While many workers are still figuring out how to use AI effectively, Michael Feroli, JPMorgan’s chief U.S. economist, said the skills needed to use large-scale language models may require less training than previous technologies, and productivity gains from AI could materialize faster than in past technology cycles.

“In some cases it could be sooner,” he said, adding: “It could be years, not decades.”

Unpleasant AI middle

AI’s greatest evangelists have predicted a utopia of abundant productivity, booming GDP, universal basic income sustaining human life, and forgetting the four-day weekend and working as we know it.

Elon Musk predicted that in 2023, “There will come a time when we won’t need a job.You can have a job if you want personal satisfaction, but AI will do everything for you.”

It is clear that we are not there yet and probably never will be. Instead, we are stuck in the middle of an unpleasant AI. GDP remains strong (but not abnormal), labor force participation among workers in their prime years is on track, and this article was written by a human.

stacked column chart

This is not to say that AI is not impacting the labor market. More and more companies are citing AI when cutting staff or slowing hiring. Some say the job cuts are to finance AI investments or to anticipate productivity gains that haven’t been fully realized.

“AI productivity gains will happen slowly over time,” Zandi said. He doesn’t think we’ll see a major AI boost in economic data until at least the late 2020s or early 2030s. “I don’t think there will be mass layoffs or job losses. There will be mass job losses in certain industries, but there will be job gains in other industries. The net should be a reasonably well-coordinated labor market.”

Companies are also making headcount decisions for reasons less related to AI, such as overemployment during the pandemic and economic uncertainty related to inflation, tariffs, and the Iran war.

Software engineering roles could be an early sign of how these dynamics will impact other white-collar roles, especially since so many coding tasks can be offloaded to AI tools.
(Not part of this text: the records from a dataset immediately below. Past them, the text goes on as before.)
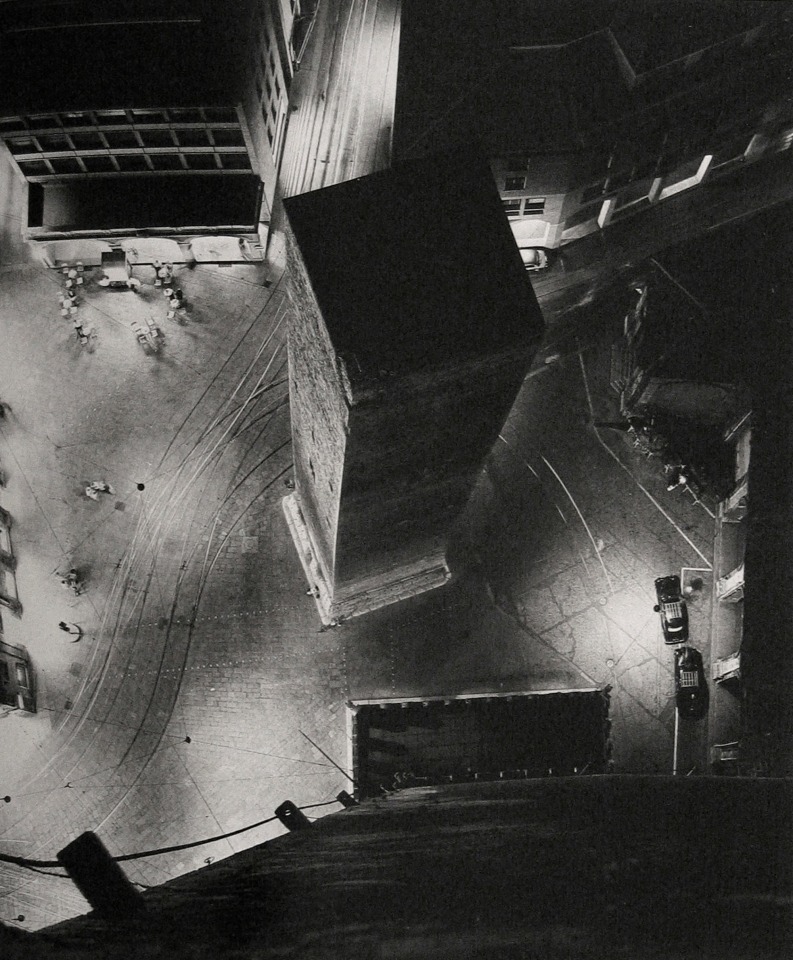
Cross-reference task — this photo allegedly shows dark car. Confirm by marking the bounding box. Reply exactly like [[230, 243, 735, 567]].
[[675, 647, 708, 720], [653, 577, 688, 643]]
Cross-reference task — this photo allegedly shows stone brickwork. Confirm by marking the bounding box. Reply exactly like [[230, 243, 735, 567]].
[[284, 154, 542, 623]]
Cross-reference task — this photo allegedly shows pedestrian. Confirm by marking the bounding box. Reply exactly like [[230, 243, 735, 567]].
[[58, 620, 83, 643], [61, 567, 83, 596], [664, 463, 688, 490]]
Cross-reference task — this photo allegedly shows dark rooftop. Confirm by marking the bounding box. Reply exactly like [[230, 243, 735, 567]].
[[28, 173, 260, 230], [284, 149, 543, 381], [394, 0, 789, 158], [0, 0, 251, 115]]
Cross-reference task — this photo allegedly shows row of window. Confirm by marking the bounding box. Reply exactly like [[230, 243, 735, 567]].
[[0, 107, 239, 135], [501, 197, 545, 220], [5, 127, 245, 155], [18, 151, 251, 177]]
So, even though tech companies are laying off employees everywhere, why hasn’t there been a significant drop in job openings for software engineers recently?

One theory is that AI is causing companies to generate far more code than ever before, and this output still needs to be managed and fixed by software engineers.

“Someone has to understand what is being built, maintain it, fix any security issues that arise, and upgrade the underlying systems,” Aaron Levy, CEO of cloud storage company Box, said in a June 1 post. “That’s what it’s all about.”

Line chart of software development jobs posted on Indeed

Similarly, Silicon Valley investor David Sachs said coding has become a “breakthrough use case for AI,” citing increased activity on developer platform GitHub.

“The fact that the demand for software engineers is increasing, not decreasing, should cast doubt on the whole ‘AI will cause mass unemployment’ narrative,” he wrote in X.

AI Spreadsheet Moment

Companies want to demonstrate that AI is worth investing in. Workers want to prove their worth. The continuing bottleneck is that organizations are building new infrastructure on the fly, but so far business rules have not been rewritten.

It’s a moment that reminds me of when spreadsheets were first introduced to the workplace. When Excel’s predecessor, Lotus 1-2-3, was released in 1983, it suddenly and fundamentally changed how accountants and bookkeepers worked.

“AI has not yet caused the job collapse that some predicted. Just like spreadsheets and email before AI, this technology will ultimately make workers more productive,” the outplacement firm Challenger said in a June report.


Airen Azura Zou

Companies want to demonstrate that AI is worth investing in. Workers want to prove their worth.

Rachel Wisnewski (BI)



Spreadsheets didn’t become the backbone of the world’s financial system overnight, but it’s now hard to imagine a workplace without Excel. AI could become another fundamental tool in the workplace. We just haven’t made the leap from new software to a procedural backbone yet.

“AI is not a mature tool that you can unpack, plug in, and start redefining processes,” IE University’s Dans said. “This is probably going to happen soon, but we’re not there yet.”